Kevin White

Biographical details
- Born: September 25, 1950 (age 75) Amityville, New York, U.S.
- Alma mater: Saint Joseph's College (BA) Central Michigan University (MA) Southern Illinois University (PhD)

Administrative career (AD unless noted)
- 1982–1987: Loras
- 1987–1991: Maine
- 1991–1996: Tulane
- 1996–2000: Arizona State
- 2000–2008: Notre Dame
- 2008–2021: Duke

= Kevin White (athletic director) =

American college administrator (born 1950)

Kevin Michael White (born September 25, 1950) is an American college administrator, and former athletic director at Duke University.

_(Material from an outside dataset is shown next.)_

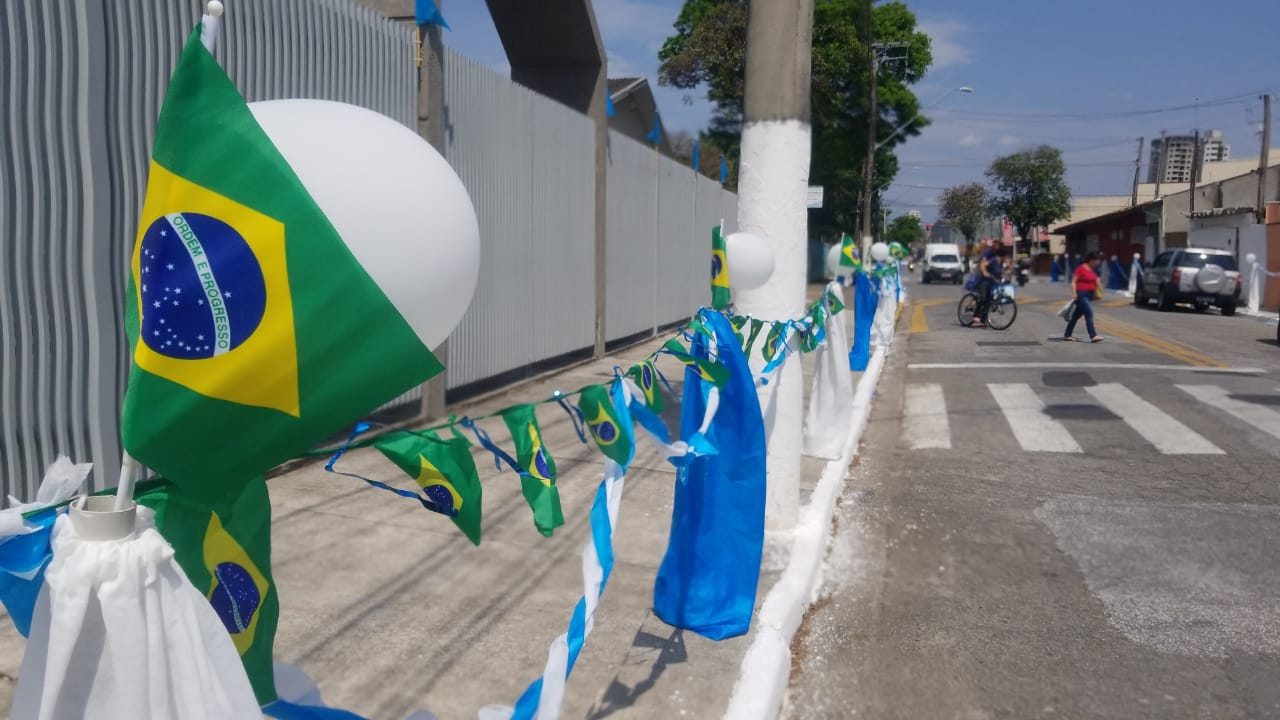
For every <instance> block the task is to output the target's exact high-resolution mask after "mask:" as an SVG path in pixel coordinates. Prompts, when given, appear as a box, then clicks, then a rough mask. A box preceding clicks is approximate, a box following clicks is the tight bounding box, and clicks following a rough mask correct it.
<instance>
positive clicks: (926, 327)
mask: <svg viewBox="0 0 1280 720" xmlns="http://www.w3.org/2000/svg"><path fill="white" fill-rule="evenodd" d="M911 332H913V333H927V332H929V322H928V320H925V319H924V305H920V304H919V302H916V304H915V306H914V307H911Z"/></svg>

He held this position from May 30, 2008, until his retirement on September 1, 2021. White succeeded Joe Alleva as the Blue Devils' AD when Alleva accepted the same position at Louisiana State University.

He held similar positions at the University of Notre Dame, Arizona State University, Tulane University, the University of Maine, and Loras College.

==Early life and education==
White was born in Amityville, New York. Earning a bachelor's degree in business administration in 1972 from St. Joseph's College in Rensselaer, Indiana, White went on to earn a master's degree in athletics administration from Central Michigan University in 1976. He completed his Ph.D. in 1983 at Southern Illinois University with an emphasis in higher education administration. He has done postdoctoral work at Harvard University in the Institute for Educational Management.

==Teaching and coaching careers==
===High school===
White is a career educator, having started as a high school teacher at Gulf High School, in New Port Richey, Florida. While at Gulf High, he coached cross country and track and assisted with the football and wrestling programs.

===College===
Holding a Ph.D. in education, White taught management courses at Notre Dame's Mendoza College of Business in the MBA program during spring semesters of his tenure at the school.

As a coach, White served at Southeast Missouri State University (1981–1982) as the head track and field coach, and as assistant track and field and cross country coach at Central Michigan University (1976–1980). While at Loras College he originated the National Catholic Basketball Tournament.

==Administrative career and controversies==

Notre Dame's flagship football program struggled during White's tenure. Notre Dame football teams have started 0–3 only two times in the school's history: in 2001 (the season after White negotiated an extension of coach Bob Davie's contract) and 2007 (two seasons after White gave coach Charlie Weis a 10-year contract extension, which Notre Dame was paying off six seasons after Weis's 2009 firing).

White is also responsible for the hiring of George O'Leary (who was fired a week later after falsifying his resume) and Tyrone Willingham (who started 8–0 but finished 13–15, with eight of those losses coming by 22 points or more, more than any coach in school history). White is also responsible for the hiring and retaining of Duke women's basketball coach Joanne P. McCallie (even after McCallie was investigated by Duke for the mistreatment of players and assistant coaches).

==Family==
White and his wife Jane have five children, three sons and two daughters. Four of their children work in college athletics: Mike, head coach of the Georgia Bulldogs men's basketball team; Danny, newly hired in January 2021 as athletic director of the Tennessee Volunteers; Brian, athletic director for the Virginia Tech Hokies; and Mariah Chappell, assistant athletic director for the SMU Mustangs. Their eldest child, Maureen Treadway, is a high school English teacher in Arizona.

==Hall of fame inductee==

White was inducted into the Suffolk Sports Hall of Fame on Long Island in the Athletic Directors Category with the Class of 2006.